The compilation requires Cython and Eigen (the latter will be downloaded automatically upon installation). You can compile the python package with the following command:
python setup.py build_ext -if
Here is a commented example for a two-layer CKN with exponential kernels on patches.
import numpy as np
import ckn_kernel
# data (e.g. MNIST digits)
X = np.random.rand(5, 28, 28, 1).astype(np.float64)
# define the model:
# 2 convolutional layers
# 3x3 patches at both layers
# pooling/downsampling by a factor 2 at the first layer, 5 at the second
# patch kernels are exp((u - 1) / sigma^2)
model = [{'npatch': 3, 'subsampling': 2, 'pooling': 'gaussian', 'kernel': 'exp', 'sigma': 0.65},
{'npatch': 3, 'subsampling': 5, 'pooling': 'gaussian', 'kernel': 'exp', 'sigma': 0.65}]
# compute (symmetric) kernel matrix
K = ckn_kernel.compute_kernel_matrix(X, model=model)

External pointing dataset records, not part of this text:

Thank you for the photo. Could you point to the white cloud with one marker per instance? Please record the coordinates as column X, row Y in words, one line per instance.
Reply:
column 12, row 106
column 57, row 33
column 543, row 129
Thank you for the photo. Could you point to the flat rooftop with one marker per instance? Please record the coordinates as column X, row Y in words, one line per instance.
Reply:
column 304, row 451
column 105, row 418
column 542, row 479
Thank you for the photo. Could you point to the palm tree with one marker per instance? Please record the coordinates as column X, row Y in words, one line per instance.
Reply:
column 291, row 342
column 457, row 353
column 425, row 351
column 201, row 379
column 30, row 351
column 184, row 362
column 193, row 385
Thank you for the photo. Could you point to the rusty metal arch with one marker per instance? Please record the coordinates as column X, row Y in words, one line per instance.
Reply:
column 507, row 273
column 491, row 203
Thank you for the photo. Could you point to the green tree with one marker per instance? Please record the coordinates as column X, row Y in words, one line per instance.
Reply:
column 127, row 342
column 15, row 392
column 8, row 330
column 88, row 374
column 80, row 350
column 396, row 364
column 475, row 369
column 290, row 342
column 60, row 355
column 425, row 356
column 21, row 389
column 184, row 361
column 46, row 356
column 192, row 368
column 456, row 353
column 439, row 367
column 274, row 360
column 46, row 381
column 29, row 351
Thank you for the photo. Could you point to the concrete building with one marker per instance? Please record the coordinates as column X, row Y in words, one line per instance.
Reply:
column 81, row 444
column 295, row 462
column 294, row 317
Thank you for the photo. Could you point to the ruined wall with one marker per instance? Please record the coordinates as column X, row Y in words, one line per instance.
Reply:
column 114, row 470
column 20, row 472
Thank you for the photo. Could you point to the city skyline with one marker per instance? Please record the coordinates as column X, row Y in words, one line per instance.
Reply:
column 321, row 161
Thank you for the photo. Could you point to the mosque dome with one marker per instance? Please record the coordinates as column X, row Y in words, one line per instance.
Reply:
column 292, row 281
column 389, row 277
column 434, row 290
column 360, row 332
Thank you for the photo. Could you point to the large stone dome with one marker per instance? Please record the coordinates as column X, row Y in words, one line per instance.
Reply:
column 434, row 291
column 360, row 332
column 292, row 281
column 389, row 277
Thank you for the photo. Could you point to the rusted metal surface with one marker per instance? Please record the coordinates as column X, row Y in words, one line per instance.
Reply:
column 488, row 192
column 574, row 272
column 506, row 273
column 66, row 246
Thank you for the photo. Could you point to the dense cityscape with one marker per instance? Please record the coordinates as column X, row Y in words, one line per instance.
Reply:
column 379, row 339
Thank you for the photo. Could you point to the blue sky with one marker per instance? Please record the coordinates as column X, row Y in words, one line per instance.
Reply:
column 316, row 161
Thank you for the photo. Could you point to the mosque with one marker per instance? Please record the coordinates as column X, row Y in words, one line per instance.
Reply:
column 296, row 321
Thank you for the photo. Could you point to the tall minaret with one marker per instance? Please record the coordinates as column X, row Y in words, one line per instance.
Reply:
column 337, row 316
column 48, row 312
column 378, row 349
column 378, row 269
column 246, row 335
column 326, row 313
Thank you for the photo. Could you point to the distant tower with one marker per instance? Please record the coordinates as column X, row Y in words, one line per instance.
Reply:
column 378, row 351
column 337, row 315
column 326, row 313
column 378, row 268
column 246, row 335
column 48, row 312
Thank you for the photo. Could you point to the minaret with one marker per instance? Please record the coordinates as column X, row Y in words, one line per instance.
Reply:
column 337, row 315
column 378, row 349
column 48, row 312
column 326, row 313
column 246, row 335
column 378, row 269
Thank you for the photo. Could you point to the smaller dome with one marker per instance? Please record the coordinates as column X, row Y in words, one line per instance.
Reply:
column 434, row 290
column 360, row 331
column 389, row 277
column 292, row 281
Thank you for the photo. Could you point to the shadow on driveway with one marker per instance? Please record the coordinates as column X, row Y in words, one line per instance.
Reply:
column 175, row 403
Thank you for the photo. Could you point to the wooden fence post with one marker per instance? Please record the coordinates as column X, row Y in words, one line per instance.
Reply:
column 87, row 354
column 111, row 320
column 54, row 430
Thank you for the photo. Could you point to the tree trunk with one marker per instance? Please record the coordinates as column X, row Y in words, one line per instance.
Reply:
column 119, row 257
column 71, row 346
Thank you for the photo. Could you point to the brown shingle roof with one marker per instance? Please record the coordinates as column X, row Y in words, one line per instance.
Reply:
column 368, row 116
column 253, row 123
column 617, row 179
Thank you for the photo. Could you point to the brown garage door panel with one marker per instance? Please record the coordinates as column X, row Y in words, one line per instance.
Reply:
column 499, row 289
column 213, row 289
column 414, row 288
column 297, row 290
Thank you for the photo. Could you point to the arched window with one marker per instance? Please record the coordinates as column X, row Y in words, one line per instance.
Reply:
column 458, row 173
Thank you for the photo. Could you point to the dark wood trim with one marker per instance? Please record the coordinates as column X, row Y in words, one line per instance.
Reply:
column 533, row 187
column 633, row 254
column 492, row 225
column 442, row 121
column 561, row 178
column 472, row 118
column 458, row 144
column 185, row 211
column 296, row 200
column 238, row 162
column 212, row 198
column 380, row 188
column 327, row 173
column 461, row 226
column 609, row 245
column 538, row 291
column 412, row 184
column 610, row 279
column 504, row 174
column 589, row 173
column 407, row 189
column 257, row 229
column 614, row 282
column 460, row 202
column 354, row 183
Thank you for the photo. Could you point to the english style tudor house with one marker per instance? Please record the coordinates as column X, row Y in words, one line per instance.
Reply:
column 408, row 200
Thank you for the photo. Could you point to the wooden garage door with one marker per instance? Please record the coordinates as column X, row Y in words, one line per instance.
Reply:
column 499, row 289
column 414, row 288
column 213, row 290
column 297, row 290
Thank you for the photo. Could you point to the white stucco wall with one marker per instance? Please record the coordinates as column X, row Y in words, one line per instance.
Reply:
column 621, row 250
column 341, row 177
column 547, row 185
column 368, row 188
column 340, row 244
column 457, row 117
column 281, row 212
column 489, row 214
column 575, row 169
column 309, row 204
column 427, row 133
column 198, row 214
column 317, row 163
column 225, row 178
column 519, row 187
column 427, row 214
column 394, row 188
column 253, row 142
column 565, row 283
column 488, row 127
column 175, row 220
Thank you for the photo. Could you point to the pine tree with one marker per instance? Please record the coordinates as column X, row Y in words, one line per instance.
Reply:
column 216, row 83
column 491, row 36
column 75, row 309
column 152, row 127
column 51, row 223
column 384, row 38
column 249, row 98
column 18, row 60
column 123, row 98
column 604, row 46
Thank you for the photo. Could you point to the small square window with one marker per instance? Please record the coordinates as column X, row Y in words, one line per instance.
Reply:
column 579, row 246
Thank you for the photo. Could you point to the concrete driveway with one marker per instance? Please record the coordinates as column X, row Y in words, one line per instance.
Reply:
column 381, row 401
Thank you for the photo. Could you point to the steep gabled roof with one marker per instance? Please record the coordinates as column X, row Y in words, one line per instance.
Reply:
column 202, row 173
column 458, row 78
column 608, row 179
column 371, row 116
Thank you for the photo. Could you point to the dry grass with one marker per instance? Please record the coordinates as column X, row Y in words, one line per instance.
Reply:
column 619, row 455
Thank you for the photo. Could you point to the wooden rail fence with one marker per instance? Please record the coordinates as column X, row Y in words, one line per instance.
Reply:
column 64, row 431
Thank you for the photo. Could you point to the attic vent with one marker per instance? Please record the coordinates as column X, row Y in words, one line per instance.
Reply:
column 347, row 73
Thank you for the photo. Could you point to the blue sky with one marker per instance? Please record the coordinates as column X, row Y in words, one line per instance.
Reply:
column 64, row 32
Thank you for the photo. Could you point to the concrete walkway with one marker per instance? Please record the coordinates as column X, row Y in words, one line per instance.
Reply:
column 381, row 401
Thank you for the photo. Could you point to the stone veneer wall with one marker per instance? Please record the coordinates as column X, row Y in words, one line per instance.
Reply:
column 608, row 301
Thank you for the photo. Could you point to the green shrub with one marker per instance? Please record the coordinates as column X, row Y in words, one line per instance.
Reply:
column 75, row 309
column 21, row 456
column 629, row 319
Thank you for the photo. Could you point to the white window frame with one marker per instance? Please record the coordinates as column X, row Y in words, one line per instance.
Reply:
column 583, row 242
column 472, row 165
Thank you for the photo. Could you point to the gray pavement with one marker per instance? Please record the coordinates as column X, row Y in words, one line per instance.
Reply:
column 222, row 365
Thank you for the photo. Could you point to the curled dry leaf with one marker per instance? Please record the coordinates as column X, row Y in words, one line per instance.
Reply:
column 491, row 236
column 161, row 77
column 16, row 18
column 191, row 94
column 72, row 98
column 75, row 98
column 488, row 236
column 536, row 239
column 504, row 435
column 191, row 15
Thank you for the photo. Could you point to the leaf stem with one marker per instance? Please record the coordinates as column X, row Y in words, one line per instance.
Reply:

# for computing non-symmetric blocks, e.g. train/test, with test data Xtest,
# or simply for parallelizing different block computations, use:
# K_train_test = ckn_kernel.compute_kernel_matrix(X, Xtest, model=model)
The NTK can be used as follows (only the ReLU / arc-cosine kernel is supported for now):
# model: same architecture as above, but with arc-cosine kernels (i.e. the dual of the ReLU activation)
model = [{'npatch': 3, 'subsampling': 2, 'pooling': 'gaussian', 'kernel': 'relu'},
{'npatch': 3, 'subsampling': 5, 'pooling': 'gaussian', 'kernel': 'relu'}]
# compute NTK kernel matrix
K = ckn_kernel.compute_kernel_matrix(X, model=model, ntk=True)
Setting ntk=False
in this last command would give the kernel corresponding to training only the last layer of a ReLU CNN at infinite width, which then corresponds to a more basic CKN.
For pooling, the options are gaussian
, average
or strided
, where the latter corresponds to strided convolutions (i.e. downsampling with no blurring) and can be much faster, though it may induce aliasing.
The papers to cite are the following (first and third for CKN, second one for NTK):
A. Bietti, J. Mairal. Group Invariance, Stability to Deformations, and Complexity of Deep Convolutional Representations. JMLR, 2019.
A. Bietti, J. Mairal. On the Inductive Bias of Neural Tangent Kernels. NeurIPS, 2019.
A. Bietti. On Approximation in Deep Convolutional Networks: a Kernel Perspective. arXiv, 2021.